Search

Overview

In order to allow users of the ViziVault system to search on data without opening up the possibility of data breaches, ViziVault supports blind indexing for selected attributes. What this means is that, whenever a datapoint is stored that belongs to an indexable attribute, a secure hash is calculated for the datapoint value. When a user wants to search for a data value in the vault, the value they enter is hashed in the same way, and compared against the stored hash of data that is in the vault. In this way, it is possible to identify whether one specific value exists in the vault, without leaking any information about what else is in the vault.

Of course, this behavior is not desirable for all attributes, which is why it is possible to specify at the attribute level what data should be indexed. This allows analytics such as "what is the ratio of male to female customers" to be calculated, while making it impossible to search for a data subject by their social security number; in order to do this, all that is necessary is for gender to be an indexed attribute but not social security number. If an indexed attribute contains structured data by means of an attribute schema, each sub-attribute is indexed separately, allowing greater flexibility in how search can be used.

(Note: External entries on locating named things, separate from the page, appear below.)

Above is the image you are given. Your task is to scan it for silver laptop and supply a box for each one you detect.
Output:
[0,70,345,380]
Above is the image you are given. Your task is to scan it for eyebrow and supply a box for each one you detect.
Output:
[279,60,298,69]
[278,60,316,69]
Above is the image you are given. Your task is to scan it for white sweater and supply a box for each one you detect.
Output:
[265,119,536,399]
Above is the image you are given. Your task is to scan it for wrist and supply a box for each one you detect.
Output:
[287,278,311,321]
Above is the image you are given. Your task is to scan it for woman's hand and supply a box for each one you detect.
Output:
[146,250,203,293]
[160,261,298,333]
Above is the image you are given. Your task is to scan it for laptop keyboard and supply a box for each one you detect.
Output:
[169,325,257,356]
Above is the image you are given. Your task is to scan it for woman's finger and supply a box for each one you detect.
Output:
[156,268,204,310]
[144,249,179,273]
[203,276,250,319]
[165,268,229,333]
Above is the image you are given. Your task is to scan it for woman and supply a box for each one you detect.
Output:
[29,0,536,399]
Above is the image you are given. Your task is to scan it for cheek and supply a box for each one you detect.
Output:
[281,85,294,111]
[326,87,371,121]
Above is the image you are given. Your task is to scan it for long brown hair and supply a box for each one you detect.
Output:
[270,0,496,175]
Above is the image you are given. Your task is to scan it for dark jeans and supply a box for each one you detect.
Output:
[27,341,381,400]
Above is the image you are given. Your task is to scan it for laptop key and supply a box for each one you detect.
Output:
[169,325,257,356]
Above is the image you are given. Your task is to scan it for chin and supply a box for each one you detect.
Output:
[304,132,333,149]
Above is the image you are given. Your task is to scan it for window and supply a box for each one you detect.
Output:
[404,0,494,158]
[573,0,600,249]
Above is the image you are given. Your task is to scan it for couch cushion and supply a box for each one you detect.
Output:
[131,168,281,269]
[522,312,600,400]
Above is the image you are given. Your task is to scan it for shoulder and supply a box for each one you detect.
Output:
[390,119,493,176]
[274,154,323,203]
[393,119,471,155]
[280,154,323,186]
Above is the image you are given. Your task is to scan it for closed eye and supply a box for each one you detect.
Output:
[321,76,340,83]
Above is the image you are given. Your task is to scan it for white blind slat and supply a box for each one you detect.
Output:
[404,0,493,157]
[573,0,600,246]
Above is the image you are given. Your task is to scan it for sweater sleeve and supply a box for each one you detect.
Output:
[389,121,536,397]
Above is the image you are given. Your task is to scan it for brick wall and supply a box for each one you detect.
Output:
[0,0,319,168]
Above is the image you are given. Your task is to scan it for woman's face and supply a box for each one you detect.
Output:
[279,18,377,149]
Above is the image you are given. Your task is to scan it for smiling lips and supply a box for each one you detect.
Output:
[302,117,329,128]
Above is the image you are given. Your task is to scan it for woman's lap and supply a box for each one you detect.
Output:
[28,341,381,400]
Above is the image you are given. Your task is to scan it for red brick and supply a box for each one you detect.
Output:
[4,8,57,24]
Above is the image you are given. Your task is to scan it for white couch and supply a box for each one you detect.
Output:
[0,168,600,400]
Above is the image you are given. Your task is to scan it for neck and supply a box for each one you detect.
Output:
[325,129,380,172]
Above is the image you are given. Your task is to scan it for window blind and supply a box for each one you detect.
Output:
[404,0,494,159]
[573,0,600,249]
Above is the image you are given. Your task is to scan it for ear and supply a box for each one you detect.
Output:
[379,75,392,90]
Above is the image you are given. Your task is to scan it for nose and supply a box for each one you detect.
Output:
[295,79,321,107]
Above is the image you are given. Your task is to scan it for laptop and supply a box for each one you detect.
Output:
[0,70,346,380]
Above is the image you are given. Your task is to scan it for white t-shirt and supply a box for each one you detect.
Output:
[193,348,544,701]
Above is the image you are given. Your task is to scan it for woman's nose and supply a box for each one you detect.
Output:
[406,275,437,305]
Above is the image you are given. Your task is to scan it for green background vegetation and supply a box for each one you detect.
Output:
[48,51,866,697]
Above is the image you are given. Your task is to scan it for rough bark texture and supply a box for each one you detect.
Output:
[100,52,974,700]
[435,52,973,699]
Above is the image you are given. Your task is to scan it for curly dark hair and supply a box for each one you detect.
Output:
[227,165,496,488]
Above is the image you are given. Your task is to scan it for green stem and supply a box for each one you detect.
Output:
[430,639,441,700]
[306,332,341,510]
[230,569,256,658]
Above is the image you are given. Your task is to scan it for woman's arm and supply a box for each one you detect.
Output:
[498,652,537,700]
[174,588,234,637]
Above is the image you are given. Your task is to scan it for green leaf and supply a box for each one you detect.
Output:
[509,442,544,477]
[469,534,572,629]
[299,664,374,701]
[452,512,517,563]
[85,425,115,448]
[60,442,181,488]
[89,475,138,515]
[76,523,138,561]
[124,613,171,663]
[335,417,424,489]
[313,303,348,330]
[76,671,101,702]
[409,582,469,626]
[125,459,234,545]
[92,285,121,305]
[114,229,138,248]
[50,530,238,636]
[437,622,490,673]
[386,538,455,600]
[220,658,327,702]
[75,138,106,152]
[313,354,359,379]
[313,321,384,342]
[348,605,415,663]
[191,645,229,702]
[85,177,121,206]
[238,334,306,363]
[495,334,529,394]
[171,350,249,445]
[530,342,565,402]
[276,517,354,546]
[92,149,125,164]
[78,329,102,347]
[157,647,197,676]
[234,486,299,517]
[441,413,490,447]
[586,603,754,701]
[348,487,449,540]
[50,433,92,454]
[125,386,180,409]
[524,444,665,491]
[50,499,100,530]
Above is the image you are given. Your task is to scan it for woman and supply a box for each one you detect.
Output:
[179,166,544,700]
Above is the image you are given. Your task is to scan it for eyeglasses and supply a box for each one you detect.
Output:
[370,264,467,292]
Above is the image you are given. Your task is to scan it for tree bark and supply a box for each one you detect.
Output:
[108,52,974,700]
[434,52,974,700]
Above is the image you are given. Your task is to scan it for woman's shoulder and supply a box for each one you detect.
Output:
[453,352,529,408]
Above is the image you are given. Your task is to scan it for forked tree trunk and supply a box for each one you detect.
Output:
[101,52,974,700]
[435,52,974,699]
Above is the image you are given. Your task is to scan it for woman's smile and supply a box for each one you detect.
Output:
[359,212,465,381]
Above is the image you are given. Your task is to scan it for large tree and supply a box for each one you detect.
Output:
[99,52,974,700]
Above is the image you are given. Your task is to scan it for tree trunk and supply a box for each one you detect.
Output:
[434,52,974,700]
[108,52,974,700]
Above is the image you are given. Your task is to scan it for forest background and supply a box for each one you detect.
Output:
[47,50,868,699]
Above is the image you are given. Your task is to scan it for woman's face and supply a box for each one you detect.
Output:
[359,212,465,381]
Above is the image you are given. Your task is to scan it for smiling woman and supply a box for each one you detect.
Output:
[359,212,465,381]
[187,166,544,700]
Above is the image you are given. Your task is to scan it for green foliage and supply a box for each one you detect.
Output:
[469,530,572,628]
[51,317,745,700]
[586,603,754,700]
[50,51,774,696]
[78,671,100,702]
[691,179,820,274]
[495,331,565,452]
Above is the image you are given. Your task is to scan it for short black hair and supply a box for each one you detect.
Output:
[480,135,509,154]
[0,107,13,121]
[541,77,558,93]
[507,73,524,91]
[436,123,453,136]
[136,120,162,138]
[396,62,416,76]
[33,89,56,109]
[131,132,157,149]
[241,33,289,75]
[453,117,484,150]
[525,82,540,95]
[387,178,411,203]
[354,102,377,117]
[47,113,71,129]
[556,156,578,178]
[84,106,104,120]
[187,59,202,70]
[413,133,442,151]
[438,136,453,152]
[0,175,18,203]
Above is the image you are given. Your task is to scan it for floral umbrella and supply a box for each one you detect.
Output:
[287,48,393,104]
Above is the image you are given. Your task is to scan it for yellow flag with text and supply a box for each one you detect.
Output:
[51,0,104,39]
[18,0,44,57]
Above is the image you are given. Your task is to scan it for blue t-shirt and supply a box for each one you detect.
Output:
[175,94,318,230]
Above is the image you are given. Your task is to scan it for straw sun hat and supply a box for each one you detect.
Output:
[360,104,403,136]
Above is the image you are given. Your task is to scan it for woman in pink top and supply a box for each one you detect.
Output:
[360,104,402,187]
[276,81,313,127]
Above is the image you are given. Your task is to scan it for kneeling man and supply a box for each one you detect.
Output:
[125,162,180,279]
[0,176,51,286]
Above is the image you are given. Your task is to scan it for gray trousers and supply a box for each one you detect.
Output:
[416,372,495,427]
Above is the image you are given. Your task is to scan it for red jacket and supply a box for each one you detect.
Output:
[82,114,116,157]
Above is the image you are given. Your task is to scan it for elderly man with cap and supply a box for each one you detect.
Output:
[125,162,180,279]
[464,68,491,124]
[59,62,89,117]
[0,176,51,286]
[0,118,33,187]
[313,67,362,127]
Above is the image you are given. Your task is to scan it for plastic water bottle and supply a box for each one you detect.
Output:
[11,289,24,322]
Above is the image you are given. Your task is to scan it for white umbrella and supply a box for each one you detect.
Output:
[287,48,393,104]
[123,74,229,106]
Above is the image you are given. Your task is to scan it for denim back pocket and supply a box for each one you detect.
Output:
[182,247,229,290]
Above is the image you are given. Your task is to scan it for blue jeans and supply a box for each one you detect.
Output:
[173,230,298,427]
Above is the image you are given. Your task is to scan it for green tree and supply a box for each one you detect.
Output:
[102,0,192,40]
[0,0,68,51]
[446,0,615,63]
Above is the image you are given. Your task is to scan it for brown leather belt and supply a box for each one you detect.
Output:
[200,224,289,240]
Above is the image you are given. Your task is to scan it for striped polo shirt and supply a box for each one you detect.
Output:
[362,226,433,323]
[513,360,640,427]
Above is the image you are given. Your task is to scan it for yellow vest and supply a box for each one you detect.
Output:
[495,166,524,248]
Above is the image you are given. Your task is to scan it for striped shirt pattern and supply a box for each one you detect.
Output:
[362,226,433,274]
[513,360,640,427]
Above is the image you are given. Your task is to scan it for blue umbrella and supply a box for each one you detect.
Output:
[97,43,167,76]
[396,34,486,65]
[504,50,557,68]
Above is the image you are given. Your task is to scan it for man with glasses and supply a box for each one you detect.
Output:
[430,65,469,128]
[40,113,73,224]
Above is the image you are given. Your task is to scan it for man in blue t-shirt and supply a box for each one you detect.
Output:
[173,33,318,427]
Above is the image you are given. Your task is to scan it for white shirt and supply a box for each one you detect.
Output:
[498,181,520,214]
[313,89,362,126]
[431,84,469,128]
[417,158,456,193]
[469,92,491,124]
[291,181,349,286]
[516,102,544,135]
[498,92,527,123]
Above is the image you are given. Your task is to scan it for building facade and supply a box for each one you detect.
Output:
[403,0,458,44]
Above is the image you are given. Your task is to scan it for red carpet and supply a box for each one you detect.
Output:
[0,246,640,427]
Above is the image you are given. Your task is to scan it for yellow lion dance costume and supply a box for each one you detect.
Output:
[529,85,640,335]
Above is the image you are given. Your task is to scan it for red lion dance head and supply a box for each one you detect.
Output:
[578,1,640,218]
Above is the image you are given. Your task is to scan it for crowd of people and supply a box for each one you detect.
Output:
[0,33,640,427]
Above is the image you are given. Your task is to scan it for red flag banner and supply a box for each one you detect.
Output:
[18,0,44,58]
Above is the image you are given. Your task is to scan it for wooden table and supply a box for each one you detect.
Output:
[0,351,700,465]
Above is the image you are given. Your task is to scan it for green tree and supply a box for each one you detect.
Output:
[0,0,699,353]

Performing a search using the ViziVault API

To perform a search request using the ViziVault API, send a HTTP POST request to /data/search. The body of the request should be a JSON object formatted as follows:

{
    "page": <integer>,
    "count": <integer>,
    "query": {
        "values": [
            {
                "attribute": <attribute key>,
                "value": <string>
            }
        ],
        "attributes": [ <string> ],

        "regulations": [ <string> ],
        "sensitivity": <one of "SENSITIVE", "PERSONAL", "CONFIDENTIAL", or "NORMAL">,
        "subjectId": [ <string> ],

        "country": <string>,

        "minCreatedDate": <date>,
        "maxCreatedDate": <date>
    }
}

This query will return all data points in the vault that either belong to an attribute listed in attributes, or match an attribute-value pair as specified in values. The rest of the parameters can be used to further filter what data is returned, and the page and count parameters are used for pagination. values, page, and count are mandatory. All other parameters are optional. More details for each parameter are as follows:

values: This is a list of attribute-value pairs. This will match any datapoint in the vault that belongs to the specified attribute and has the specified value, so long as the attribute in question is indexable. If a non-indexable attribute is specified here, that attribute-value pair will be ignored.
attributes: This is a list of attributes. This will match any datapoint in the vault that belongs to a specified attribute, regardless of whether it is indexable.
regulations: This is a list of regulations. It will filter the search results to only include data points tagged with one or more of the regulations specified. Including an empty string in this list will match data points that are not tagged with any regulations.
subjectId: This is a list of IDs of data subjects in the vault. It will filter the search results to only include data points belonging to those data subjects.
country: This is an ISO 3166 country code, such as "US" or "GB". It will filter the search results to only include data points collected from that country.
minCreatedDate, maxCreatedDate: These are timestamps formatted according to ISO 8601. They will filter data points based on when those data points were entered into the system.

Examples

To list all data subjects whose job title is "Software Engineer":

{
    "page": 0,
    "count": 100,
    "query": {
        "values": [
            {
                "attribute": "JOB_TITLE",
                "value": "Software Engineer"
            }
        ]
    }
}